J’ai continué ma recherche bibliographique et je suis tombé sûr les modes


d’acculturation. En ce moment tout a eu sens pour moi car j’avais déjà observé pendant
les entretiens cliniques que les sujets avaient différentes stratégies d’acculturation. En
étudiant en approfondie l’acculturation, me ressemble raisonnable faire le lien entre la
stratégie d’acculturation des sujets et la réactivation de la symptomatologie du TSPT,
car j’ai pensé qu’il avait des stratégies d’acculturation moins adaptatives qui pouvaient
poser plus de problèmes à l’émigrant. Finalement j’ai eu mon hypothèse.

HYPOTHÈSE :

« Le processus migratoire vient réactiver une partie de la symptomatologie du TSPT


chez les personnes ayant un mode d’acculturation de ségrégation »

Mon objectif est d’analyser l’impact de la migration sur des personnes ayant des
antécédents traumatiques avant de migrer.

METHODOLOGIE :

-Outils :

J’ai utilisé le questionnaire PCL-5 pour évaluer s’il existe une réactivation de la
symptomatologie du TSPT après la migration.

J’ai utilisé « Life Events Chesklist » pour DSM-5 et le DSM-V pour savoir quelles
personnes ont vécu des antécédents traumatiques avant la migration pour constituer le
groupe de mon étude et pour connaître le type d’événement traumatique.
J’ai utilisé l’entretien clinique destiné à recueillir les données sociodémographiques,
s’assurer qu’ils remplissaient les critères d’inclusion pour l’étude et évaluer la stratégie
d’acculturation.

-Participants et contexte :

J’ai pris contact avec 42 personnes. Après les avoir évalués selon les critères d’inclusion
et d’exclusion de notre étude, seuls 10 sujets ont été retenus.
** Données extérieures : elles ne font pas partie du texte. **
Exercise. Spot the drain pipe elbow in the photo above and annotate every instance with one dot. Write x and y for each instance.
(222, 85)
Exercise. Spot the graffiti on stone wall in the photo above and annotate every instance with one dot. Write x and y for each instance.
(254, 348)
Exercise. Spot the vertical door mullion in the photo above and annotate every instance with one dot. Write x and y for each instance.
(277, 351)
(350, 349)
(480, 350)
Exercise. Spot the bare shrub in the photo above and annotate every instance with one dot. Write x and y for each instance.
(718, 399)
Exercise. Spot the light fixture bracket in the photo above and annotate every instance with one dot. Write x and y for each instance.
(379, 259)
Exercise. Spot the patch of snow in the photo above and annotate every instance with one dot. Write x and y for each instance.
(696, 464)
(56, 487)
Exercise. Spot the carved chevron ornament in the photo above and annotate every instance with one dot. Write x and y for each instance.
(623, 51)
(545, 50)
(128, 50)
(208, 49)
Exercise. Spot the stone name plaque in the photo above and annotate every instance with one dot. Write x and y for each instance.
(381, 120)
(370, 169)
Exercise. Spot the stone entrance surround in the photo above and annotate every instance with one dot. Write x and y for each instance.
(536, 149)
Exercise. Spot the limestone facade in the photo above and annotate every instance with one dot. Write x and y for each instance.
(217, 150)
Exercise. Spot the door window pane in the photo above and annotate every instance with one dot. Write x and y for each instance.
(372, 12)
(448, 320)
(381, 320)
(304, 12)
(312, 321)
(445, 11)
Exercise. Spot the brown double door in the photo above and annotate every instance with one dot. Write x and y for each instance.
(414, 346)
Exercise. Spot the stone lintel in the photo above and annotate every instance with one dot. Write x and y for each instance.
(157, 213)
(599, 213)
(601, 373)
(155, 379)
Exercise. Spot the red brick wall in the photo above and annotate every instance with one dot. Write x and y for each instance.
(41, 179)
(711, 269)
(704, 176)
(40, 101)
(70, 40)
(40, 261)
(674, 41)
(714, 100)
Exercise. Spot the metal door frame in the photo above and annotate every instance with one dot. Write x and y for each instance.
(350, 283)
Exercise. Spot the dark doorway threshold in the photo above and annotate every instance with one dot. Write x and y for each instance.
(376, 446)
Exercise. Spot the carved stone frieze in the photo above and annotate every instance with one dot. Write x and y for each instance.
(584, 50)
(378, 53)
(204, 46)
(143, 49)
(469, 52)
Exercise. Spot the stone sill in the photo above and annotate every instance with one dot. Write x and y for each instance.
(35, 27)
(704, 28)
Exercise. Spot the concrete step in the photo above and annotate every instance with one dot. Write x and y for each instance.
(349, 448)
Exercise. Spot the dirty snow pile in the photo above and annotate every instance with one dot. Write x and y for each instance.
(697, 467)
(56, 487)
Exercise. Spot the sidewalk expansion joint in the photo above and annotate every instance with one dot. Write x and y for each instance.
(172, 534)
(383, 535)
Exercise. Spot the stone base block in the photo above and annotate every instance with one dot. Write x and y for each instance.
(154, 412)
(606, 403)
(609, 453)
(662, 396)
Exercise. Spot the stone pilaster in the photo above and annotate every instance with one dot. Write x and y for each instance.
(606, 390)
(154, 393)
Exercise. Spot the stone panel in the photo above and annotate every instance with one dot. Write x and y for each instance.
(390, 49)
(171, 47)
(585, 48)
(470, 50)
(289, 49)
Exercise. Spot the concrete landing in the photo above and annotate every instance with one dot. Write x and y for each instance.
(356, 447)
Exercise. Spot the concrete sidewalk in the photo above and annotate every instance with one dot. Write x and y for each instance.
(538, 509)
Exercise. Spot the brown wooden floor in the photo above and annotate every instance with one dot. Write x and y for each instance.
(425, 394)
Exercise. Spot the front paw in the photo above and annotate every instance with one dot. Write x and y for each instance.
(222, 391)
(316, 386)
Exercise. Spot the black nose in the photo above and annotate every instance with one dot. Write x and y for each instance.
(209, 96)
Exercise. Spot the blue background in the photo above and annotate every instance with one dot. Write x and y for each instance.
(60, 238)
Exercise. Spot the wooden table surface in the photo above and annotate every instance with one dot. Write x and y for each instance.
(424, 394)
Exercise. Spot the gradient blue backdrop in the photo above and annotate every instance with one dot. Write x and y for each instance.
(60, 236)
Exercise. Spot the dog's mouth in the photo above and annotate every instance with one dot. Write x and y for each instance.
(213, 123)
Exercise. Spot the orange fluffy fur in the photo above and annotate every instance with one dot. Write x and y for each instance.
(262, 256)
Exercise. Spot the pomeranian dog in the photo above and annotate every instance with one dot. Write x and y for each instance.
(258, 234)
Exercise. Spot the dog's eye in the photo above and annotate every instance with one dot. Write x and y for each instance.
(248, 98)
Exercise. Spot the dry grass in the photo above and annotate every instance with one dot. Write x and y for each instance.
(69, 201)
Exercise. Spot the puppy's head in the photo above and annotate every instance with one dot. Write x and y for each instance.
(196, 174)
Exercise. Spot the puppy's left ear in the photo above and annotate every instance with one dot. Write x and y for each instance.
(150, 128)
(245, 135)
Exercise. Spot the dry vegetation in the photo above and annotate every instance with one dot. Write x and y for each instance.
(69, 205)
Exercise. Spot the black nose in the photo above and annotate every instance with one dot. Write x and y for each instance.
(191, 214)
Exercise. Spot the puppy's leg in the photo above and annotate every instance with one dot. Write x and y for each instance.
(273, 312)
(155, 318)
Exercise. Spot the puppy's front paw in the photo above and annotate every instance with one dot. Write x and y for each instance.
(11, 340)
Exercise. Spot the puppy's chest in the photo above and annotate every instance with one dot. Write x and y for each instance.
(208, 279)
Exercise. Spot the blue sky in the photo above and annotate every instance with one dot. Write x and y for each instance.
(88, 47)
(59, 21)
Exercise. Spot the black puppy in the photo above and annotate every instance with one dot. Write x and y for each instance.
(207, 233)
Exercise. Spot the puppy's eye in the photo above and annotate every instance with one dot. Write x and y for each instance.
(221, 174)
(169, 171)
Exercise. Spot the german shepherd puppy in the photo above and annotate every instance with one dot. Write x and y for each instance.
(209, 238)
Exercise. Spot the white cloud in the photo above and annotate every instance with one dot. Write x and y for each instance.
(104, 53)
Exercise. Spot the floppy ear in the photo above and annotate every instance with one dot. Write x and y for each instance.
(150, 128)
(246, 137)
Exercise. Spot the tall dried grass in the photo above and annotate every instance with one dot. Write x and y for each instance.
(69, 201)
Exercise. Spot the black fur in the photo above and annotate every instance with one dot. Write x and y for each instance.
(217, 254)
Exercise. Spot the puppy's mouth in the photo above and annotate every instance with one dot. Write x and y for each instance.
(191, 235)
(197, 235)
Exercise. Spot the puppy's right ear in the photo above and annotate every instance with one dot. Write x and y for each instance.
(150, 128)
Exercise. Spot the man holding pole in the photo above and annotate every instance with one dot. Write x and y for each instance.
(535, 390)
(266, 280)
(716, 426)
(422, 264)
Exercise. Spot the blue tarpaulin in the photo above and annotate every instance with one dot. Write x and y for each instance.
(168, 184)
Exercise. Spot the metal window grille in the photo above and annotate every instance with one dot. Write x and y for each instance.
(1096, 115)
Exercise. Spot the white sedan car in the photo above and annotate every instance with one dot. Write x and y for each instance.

Caractéristiques des sujets :

Tous les sujets sont espagnols

ils ont vécu les mêmes conditions de migration

ils ont eu une migration sans événements traumatiques

ils ont vécu des antécédents traumatiques avant de la migration en France

Ils affirment avoir être asymptomatiques du TSPT au moment de la migration.

RÉSULTATS :

Comme on peut observer dans la graphique,

-Quatre sujets ont un score supérieur à 38 points (score entre 51 et 54). Avec une score
supérieur à 38 points le PCL-5 l’existence d’une TSPT.
-Les autres six sujets n’arrivent pas à 38 points (score entre 15 et 28).

Je me suis servis des résultats de l’entretien clinique pour analyser les différences entre
les sujets ayant un score très bas et les sujets au score très élevé.

J’ai eu comme conclusion qu’il avait des importantes différences d’acculturation.


En effet, les 6 sujets ayant les plus petits scores dans le PCL-5ont un type
d’acculturation intégratif selon le modèle d’acculturation de Berry (1989).

Par contre, nous observons que les quatre sujets ayant les scores les plus élevés au
PCL-5 ont, selon le modèle d’acculturation de Berry (1989), un type d’acculturation dit
de « ségrégation ».

Comme on peut observer dans la graphique la symptomatologie du TSPT qui se réactive


le plus c’est la symptomatologie dépressive.

On peut observer aussi dans la graphique qu’avec la migration, les 10 sujets ont montré
une symptomatologie dépressive et anxieuse. C’est pour ça que à été important me
questionnaire par rapport l’origine de la symptomatologie observée : est-elle une
réactivation d’un TSPT ou le résultat du stress d’acculturation ?

En tenant compte du fait que la migration n’est en soi ni pathogène ni traumatique et


sachant que le PCL-5 indique la présence d’un TSPT à partir de 38 points, nous avons
considéré que la symptomatologie des quatre sujets ayant un score supérieur à 38 est
une réactivation de la symptomatologie du TSPT.

A l’inverse, nous avons considéré que la symptomatologie des six sujets ayant les
scores les plus bas n’est pas une réactivation d’un TSPT mais plutôt une conséquence
liée au stress d’acculturation.

CONCLUSION :

Nous pouvons dire que cette étude corrobore notre hypothèse.

-Nous considérons que dans l’aspect clinique notre recherche, cette étude invite à
réfléchir au possible suivi de personnes ayant vécu des antécédents traumatiques et
ayant l’intention d’émigrer.

-Cette recherche peut aussi servir à informer d’autres professionnels, afin de faciliter
l’identification des problèmes et des symptômes liés à l’émigration et le TSPT et
d’établir ainsi des diagnostics plus justes.